Kultura
Skomentuj

Sherlock Holmes Gra Cieni

Szkoda, wielka wielka szkoda. Pierwszy Sherlock by Guy Ritchie bardzo mi się podobał. Był odkrywczy, jakiś świeży powiew czegoś, czego dawno nie było. Niestety nie zostało z niego nic. A może właściwie wszystko zostało tak samo i dlatego zamiast powiewu świeżości wieje nudą.

Spowolnione ujęcia lotu kuli czy bójek bohaterów są świetne, ale jeśli wprowadza się fajne nowatorskie efekty i na tym opiera cały film, to w jego kontynuacji wypadałoby wymyślić coś nowego. Cóż, Richiemu zdecydowanie skończyły się pomysły.

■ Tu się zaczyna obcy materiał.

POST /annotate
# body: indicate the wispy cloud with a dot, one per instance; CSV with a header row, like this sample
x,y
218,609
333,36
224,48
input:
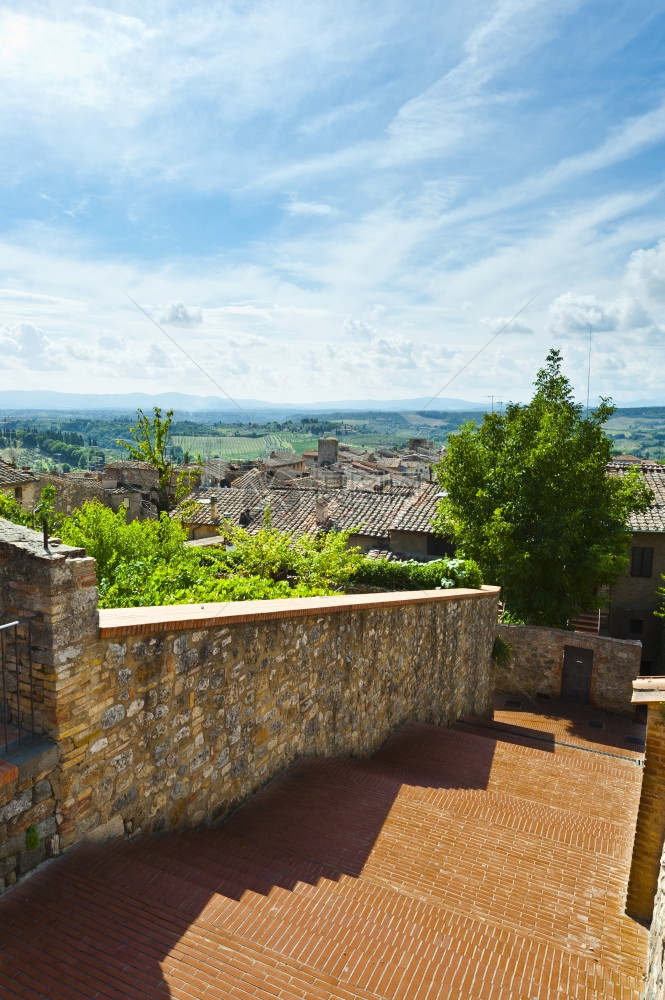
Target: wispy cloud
x,y
321,199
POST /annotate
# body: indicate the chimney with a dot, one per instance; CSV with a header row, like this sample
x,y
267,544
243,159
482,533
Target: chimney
x,y
327,451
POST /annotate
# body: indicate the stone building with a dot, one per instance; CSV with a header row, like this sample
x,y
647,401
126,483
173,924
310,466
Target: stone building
x,y
21,484
391,522
634,600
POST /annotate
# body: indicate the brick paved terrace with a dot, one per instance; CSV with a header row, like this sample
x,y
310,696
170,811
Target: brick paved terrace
x,y
488,862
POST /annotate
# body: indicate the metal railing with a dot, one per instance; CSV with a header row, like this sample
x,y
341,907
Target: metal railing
x,y
17,710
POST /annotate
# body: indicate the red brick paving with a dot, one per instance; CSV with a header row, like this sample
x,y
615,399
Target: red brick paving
x,y
475,864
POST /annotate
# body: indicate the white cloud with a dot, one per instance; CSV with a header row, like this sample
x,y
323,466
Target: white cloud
x,y
320,208
495,323
157,357
646,270
571,314
178,314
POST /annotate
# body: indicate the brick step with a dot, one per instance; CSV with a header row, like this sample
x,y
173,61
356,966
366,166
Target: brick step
x,y
330,929
352,781
598,836
433,752
116,945
387,905
450,850
524,771
605,746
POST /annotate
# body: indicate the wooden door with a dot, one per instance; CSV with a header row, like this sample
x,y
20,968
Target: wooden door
x,y
576,675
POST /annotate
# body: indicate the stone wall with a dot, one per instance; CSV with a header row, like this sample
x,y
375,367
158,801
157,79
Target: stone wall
x,y
655,981
71,492
28,808
633,601
537,661
170,717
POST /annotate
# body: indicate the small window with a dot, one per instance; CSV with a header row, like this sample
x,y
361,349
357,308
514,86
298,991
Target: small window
x,y
641,561
439,546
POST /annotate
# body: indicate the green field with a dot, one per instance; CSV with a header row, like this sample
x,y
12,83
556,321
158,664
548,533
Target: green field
x,y
233,449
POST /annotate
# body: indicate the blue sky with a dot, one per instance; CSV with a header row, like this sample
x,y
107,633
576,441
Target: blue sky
x,y
327,201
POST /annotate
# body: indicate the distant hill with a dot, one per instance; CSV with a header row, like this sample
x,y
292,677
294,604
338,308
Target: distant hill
x,y
49,400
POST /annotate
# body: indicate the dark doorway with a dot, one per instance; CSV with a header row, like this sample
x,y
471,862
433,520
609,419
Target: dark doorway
x,y
576,676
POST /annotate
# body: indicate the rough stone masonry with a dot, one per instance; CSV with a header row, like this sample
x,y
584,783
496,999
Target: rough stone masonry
x,y
171,717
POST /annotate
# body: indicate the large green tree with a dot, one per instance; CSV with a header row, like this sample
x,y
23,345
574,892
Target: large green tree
x,y
527,495
152,444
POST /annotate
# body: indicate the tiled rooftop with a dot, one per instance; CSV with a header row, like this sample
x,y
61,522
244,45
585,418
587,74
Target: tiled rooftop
x,y
10,476
465,865
296,510
654,475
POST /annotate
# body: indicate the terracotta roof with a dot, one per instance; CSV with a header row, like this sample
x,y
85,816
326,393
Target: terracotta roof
x,y
254,479
10,476
417,514
129,464
296,510
278,458
654,475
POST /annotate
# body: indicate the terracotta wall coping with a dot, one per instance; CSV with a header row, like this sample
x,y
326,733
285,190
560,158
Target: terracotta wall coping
x,y
646,689
175,617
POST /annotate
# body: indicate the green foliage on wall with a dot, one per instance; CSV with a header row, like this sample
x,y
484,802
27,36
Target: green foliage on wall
x,y
146,563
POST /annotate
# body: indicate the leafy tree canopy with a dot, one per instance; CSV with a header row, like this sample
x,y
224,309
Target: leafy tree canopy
x,y
528,497
152,444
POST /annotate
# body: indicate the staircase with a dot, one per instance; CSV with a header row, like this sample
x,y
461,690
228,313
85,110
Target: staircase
x,y
453,864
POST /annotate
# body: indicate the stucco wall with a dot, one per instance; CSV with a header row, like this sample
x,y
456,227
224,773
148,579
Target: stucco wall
x,y
537,662
166,717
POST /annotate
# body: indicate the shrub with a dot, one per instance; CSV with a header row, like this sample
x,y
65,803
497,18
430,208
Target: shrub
x,y
413,575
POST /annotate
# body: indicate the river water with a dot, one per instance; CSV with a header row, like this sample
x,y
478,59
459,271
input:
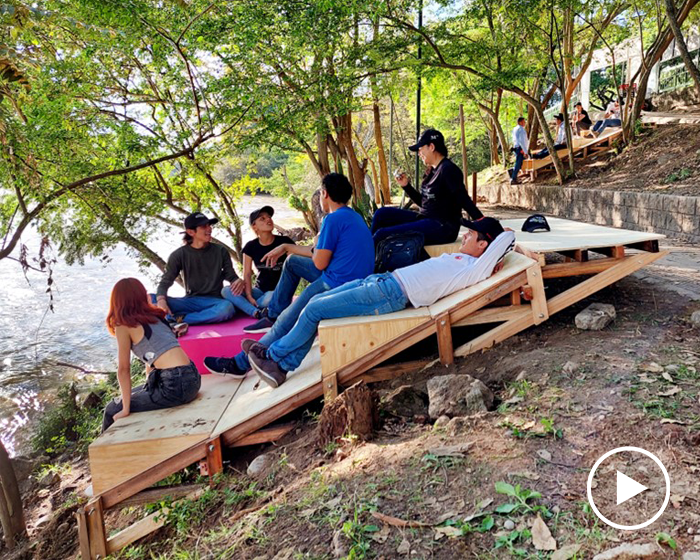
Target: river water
x,y
34,339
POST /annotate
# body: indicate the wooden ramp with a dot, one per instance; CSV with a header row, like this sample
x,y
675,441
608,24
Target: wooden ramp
x,y
143,449
583,147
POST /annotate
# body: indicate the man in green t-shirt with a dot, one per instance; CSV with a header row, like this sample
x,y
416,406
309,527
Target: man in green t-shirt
x,y
205,266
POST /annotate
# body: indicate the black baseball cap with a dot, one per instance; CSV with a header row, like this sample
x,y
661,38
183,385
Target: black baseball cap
x,y
430,136
490,227
535,222
255,214
196,219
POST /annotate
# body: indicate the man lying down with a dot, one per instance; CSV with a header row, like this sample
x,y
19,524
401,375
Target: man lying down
x,y
484,245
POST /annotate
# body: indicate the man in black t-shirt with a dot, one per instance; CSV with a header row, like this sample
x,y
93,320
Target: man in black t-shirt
x,y
441,199
255,298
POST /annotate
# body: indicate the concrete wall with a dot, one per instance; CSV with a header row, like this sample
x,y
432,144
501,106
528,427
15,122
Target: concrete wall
x,y
673,216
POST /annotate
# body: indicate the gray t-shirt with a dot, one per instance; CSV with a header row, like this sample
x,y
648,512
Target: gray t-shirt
x,y
204,270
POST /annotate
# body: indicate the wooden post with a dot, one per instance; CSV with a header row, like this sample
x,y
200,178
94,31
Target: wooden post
x,y
465,163
97,536
11,514
444,332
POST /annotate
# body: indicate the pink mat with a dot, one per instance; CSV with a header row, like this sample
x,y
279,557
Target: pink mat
x,y
220,339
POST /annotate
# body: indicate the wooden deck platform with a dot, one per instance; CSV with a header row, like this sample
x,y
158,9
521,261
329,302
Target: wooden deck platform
x,y
583,147
142,449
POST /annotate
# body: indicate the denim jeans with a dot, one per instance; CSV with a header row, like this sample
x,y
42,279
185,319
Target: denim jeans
x,y
262,299
164,388
199,310
519,156
295,268
599,127
390,221
378,294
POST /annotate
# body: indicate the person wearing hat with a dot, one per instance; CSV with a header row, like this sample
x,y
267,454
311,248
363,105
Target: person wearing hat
x,y
483,245
559,141
255,298
205,266
441,199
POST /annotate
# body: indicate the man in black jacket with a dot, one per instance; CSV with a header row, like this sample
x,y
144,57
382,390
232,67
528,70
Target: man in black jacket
x,y
441,198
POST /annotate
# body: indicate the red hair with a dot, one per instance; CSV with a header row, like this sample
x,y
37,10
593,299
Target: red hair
x,y
130,306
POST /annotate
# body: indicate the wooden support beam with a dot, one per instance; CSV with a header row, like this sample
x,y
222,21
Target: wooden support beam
x,y
97,536
444,332
385,373
266,435
330,387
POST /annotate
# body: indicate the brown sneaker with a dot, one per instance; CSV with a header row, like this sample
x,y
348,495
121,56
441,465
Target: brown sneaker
x,y
268,370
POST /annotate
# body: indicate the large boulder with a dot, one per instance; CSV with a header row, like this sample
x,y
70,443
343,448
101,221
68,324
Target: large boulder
x,y
457,395
406,402
595,317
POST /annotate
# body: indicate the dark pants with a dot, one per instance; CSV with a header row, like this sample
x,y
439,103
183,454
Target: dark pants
x,y
390,221
519,156
544,153
164,388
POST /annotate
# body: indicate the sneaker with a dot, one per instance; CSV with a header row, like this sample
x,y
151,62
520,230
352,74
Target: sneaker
x,y
261,326
268,370
224,366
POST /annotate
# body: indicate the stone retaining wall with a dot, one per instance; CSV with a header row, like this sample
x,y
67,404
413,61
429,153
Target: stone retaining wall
x,y
671,215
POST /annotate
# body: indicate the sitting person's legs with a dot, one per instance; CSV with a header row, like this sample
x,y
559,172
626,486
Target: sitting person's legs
x,y
378,294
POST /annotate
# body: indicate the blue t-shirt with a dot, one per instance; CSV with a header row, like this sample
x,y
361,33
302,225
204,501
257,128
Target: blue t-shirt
x,y
345,233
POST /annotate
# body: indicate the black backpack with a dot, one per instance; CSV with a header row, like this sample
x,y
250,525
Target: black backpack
x,y
398,251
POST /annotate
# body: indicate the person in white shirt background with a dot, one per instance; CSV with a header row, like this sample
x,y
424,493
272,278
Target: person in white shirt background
x,y
520,148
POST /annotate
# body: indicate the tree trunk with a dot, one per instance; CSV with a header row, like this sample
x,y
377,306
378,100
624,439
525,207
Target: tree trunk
x,y
11,514
680,42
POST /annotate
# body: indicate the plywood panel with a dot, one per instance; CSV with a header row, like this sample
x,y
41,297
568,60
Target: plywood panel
x,y
345,340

Do tego fabuła jest dość słaba. Przyznaję, że omało nie zasnęłam w pierwszej części. OK, tydzień był ciężki i byłam zmęczona, ale nie mam w zwyczaju sypiać na filmach. To jedna z tych historii, której po kilku dniach już nie pamiętacie. Nie pobudziła Was do myślenia w żadnej kwestii, nie zmieniła niczego, nie miała w sobie niczego charakterystycznego, nawet nie ubawiła, po prostu nuda i tyle.

Tak, jest w dalszym ciagu Robert Downey Jr. i jest Jude Law. Obydwaj bardzo przystojni. Downey Jr. bawi się w przebieranki, co niby ma uatrakcyjnić film i może nawet trzeba przyznać, że bywa lekko zabawne, ale to taki uśmiech osoby, która koniecznie chce się śmiać, bo przyszła na komedię.

Nie chcę takich filmów. Bardzo duże rozczarowanie. Jak to podsumowała moja przyjaciółka Sherlock Holmes Gra Cieni jest jedynie cieniem poprzedniego Sherlocka.